The saddest thing about Norlen's story is that it's not unique. According to National Institute of Mental Health estimates, there are more than 18 million men in America--5 million of whom are 40 or younger--who suffer from one form or another of depression.

Severe cases such as Norlen's afflict about 10 million Americans at any given time. Less-serious varieties, like that chronic sense of being "down-in-the-dumps," affect millions more. And in winter months--particularly in parts of the country where cold weather and short days are the norm--depression can strike up to 20% of all Americans.

Of course, those are just the cases of depression we know about, because beneath those layers of wool and harried "Season's Greetings," the problem may be even worse than previously believed. Though statistics often suggest that women are nearly twice as likely to suffer from depression as men, many experts caution that male depression is a vastly underreported phenomenon.

"Women tend to tell their friends and doctor when they aren't feeling well," says Bob Barcus, Ph.D., clinical director of the Yellow Springs Psychological Center in Ohio, "which helps us to figure out when they're depressed. Men, on the other hand, bottle up their emotions and hold things in, making it much harder to spot potential problems."

GETTIN' DOWN. Just feeling blue, however, doesn't necessarily mean you're clinically depressed. According to recent government estimates, the average American reports feeling sad or down three days a month.

So if sadness is a normal part of the human condition, how can you tell if your blue Christmas is the result of constant It's a Wonderful Life repeats, or if you really have a problem?

"Start by keeping tabs on how often you feel sad and how long that sadness lasts," says Barcus. "Any feelings that persist for more than a few days may be a sign of trouble." In addition to the length of your sad spell, Barcus advises keeping an eye out for changes in appetite or sleep patterns, irritability, anger, pessimism, indifference, feelings of guilt or worthlessness, unexplained aches and pains, and signs of social withdrawal.

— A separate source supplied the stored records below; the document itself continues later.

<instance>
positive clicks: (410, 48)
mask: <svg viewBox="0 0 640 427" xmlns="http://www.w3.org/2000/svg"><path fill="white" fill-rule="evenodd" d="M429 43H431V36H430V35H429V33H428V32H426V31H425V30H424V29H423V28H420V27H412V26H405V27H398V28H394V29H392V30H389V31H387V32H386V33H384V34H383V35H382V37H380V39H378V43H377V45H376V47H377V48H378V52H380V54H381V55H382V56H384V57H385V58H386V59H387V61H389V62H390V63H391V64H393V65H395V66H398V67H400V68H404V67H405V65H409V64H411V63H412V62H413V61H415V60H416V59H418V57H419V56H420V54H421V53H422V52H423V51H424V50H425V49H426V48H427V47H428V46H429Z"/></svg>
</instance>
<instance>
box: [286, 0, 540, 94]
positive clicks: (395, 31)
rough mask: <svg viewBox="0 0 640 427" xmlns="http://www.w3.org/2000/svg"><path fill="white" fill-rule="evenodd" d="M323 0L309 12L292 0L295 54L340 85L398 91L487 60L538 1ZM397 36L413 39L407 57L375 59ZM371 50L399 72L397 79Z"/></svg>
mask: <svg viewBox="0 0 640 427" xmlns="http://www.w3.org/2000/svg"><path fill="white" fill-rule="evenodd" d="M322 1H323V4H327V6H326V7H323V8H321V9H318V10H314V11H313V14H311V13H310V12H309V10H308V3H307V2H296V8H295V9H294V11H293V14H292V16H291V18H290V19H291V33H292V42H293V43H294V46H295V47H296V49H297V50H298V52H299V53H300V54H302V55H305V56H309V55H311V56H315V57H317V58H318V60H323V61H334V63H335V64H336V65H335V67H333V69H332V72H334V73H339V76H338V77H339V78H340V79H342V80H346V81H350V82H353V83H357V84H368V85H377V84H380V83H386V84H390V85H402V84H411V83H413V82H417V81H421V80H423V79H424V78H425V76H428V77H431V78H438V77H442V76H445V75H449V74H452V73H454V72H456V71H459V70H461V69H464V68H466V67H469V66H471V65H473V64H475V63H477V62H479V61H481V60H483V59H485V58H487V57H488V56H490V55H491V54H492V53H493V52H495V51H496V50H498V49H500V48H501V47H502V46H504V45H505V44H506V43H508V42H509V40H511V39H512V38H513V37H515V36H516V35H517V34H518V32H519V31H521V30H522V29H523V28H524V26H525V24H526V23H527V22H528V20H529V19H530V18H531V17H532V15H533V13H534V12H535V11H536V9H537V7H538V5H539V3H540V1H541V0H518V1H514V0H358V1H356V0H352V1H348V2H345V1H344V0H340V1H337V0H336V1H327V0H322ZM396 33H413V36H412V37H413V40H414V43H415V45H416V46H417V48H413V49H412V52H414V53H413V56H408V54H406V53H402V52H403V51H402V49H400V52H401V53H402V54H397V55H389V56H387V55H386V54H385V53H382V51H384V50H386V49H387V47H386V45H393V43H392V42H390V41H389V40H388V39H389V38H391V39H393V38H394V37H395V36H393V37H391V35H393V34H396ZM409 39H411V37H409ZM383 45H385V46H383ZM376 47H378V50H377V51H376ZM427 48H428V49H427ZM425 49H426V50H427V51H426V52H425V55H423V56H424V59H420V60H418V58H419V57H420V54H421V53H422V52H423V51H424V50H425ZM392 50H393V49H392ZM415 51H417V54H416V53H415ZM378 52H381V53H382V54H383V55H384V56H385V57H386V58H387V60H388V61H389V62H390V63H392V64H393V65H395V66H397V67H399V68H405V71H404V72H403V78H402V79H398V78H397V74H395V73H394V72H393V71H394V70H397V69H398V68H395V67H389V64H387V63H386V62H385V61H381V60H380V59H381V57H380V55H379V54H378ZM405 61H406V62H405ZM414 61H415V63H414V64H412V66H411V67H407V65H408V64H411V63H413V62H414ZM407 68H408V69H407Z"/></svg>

If even a couple of these feelings strike a chord (and you'll know on the inside if they do), if you're thinking about death, or if you are just unable to find pleasure in the things you used to love--like, say, sex--then it's probably time to ask for help.

"Guys may be reluctant to bring their depression up with a family member or doctor," says Belisa Vranich, Psy.D., a clinical psychologist in New York City and member of the MF Advisory Board. "But the important thing to keep in mind is that there's no shame in suffering from depression." There are many different roads and causes that may lead you to become depressed, she says, but the bottom line is that when you develop the condition, your body is having a hard time maintaining stable levels of a feel-good hormone called serotonin in your brain. "It's a chemical problem within your body and nothing to be embarrassed about," adds Vranich.

While drugs are an effective weapon in winning the war against depression and keeping the brain's serotonin levels high, they're not the only way to lift your mood and stave off depression. You can also:

MOVE SOUTH. For many people, the problem is not the holidays, but rather the lack of sunlight. Ten percent of sun-starved Alaska residents, for example, suffer winter seasonal depression, compared with just 4% of folks from Washington, D.C., and 1% of Floridians. "The season and the amount of light you get each day have a major psychological impact on your ability to fight depression," says Vranich, who recommends that her patients get at least 30 minutes of direct sunlight every day--before noon, when the rays have the greatest mood-boosting potential. Even a one-week trip, preferably someplace where the sun is bright and the days are long, will help you feel good weeks after you return home.